Alas, my dear readers, I cannot do a review this week. I'm still busy getting settled into my new life at New York University Tisch.
But I don't want to leave you all empty handed two weeks in a row. So...I have a story to share.
This is a TRUE STORY.
I live in a suite right on the corner of Washington Square in New York City. As such, I have a roommate. This roommate is a young computer programmer from Southern China. I won't mention his name because he hasn't given me permission to do so online. Anyhow, for the last few days, I've been trying to establish some common ground with my new roommate. However, due to the language barrier, this has been difficult.
But tonight I made a breakthrough.
It turns out that he loves movies, too. He discovered this blog when he was researching me after we were assigned the same room. He remarked that he was astonished that I had written about Jiang Wen's film Devils on the Doorstep. He was amazed because that film is banned in China.
He asked me how I saw the film. I answered that I had seen it on Netflix. He had never heard of the site and wanted to know what it was. I showed him the site, explained how it was basically a giant movie library. He was astonished.

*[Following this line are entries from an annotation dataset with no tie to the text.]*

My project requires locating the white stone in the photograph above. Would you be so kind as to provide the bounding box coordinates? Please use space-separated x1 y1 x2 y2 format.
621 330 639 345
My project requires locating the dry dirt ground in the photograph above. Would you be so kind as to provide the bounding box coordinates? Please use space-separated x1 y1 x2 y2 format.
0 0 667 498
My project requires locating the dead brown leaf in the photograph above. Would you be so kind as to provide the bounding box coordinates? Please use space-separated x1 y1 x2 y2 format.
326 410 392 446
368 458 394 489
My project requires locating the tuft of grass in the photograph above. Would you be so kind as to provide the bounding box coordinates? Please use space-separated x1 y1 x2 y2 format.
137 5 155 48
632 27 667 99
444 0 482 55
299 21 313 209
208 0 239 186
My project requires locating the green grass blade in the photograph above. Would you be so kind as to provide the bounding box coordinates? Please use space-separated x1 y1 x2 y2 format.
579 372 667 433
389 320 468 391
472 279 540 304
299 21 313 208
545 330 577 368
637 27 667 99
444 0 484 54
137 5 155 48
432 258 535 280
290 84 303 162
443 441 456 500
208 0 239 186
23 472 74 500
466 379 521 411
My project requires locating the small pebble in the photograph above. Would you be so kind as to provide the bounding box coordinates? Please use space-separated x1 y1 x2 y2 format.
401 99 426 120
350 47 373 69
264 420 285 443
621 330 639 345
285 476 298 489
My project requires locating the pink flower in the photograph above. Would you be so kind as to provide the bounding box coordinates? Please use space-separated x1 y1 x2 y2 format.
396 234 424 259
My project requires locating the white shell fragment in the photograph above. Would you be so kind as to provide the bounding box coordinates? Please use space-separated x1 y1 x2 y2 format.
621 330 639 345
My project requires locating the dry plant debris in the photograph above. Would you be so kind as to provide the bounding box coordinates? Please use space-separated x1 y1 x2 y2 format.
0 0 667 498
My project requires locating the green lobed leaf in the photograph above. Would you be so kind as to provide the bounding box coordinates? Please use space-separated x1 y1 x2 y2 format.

Many of the films on Netflix are still banned in China.
For those of you who don't know, China has INSANE restrictions on foreign films shown inside their borders. Incredibly, only TWENTY foreign films are allowed to be shown in China each year. Think about that for a second. The average American probably sees twenty or so films a year at the movie theater. Even then, that's only a fraction of a fraction of a fraction of the number of movies that come out in the US alone. Not only are foreign films nearly impossible to get a hold of in China, many films are outright banned by the government. These banned films include, I kid you not:
-A.I. - Artificial Intelligence
-Back to the Future
-The Dark Knight
-Memoirs of a Geisha
-Pirates of the Caribbean: At World's End
-And many, many other Chinese films that have fallen out of favor with the government
And yet, right before my roommate's eyes, I was showing him a site where he could watch all of these films. Even more incredible to my roommate was that this was legal. He asked me if you got in trouble for watching these films. I told him the truth. "No, it's perfectly legal." My roommate was amazed. He told me that in China if you wanted to watch something non-approved by the government, you had to download it. And in China, with their massive agencies designed to keep a close eye on their citizens' internet activities, doing so could get oneself into serious trouble with the law. So naturally he was suspicious and wary of a site with so many banned films.
Then he asked me a strange question: "Don't they ban films in America?" I paused for a second. I wondered what I should say. Then I decided, once again, on telling the truth. "Not really. The federal government can't officially ban a film in this country. Some local governments can, but I can't think of any instances when a movie has been banned by federal law."
Upon hearing my answer, my roommate lowered his head, dropped his eyes to the ground, and said in a half whisper, "That's because America is a free country."
As I write this, my roommate is busy setting up his own Netflix account. I have provided him with a list of great films that I thought that he might enjoy and may never get to see in China. This was one of the first times in my life that I understood just how powerful and meaningful my country's freedoms are. Folks, I'm proud to be an American. I'm proud to live in a country where men and women have given their lives in order to protect my Freedom of Speech. It might sound cheesy, but I really do. And, of course, I recognize the brave men and women who have also given their lives to protect basic human rights in other countries. In the Western world, it's so easy to take our freedoms for granted.
So be thankful, folks. Be thankful that we live in a part of the world where information is free for the taking. For there are many, many people, just like my roommate, who live in places where it is not.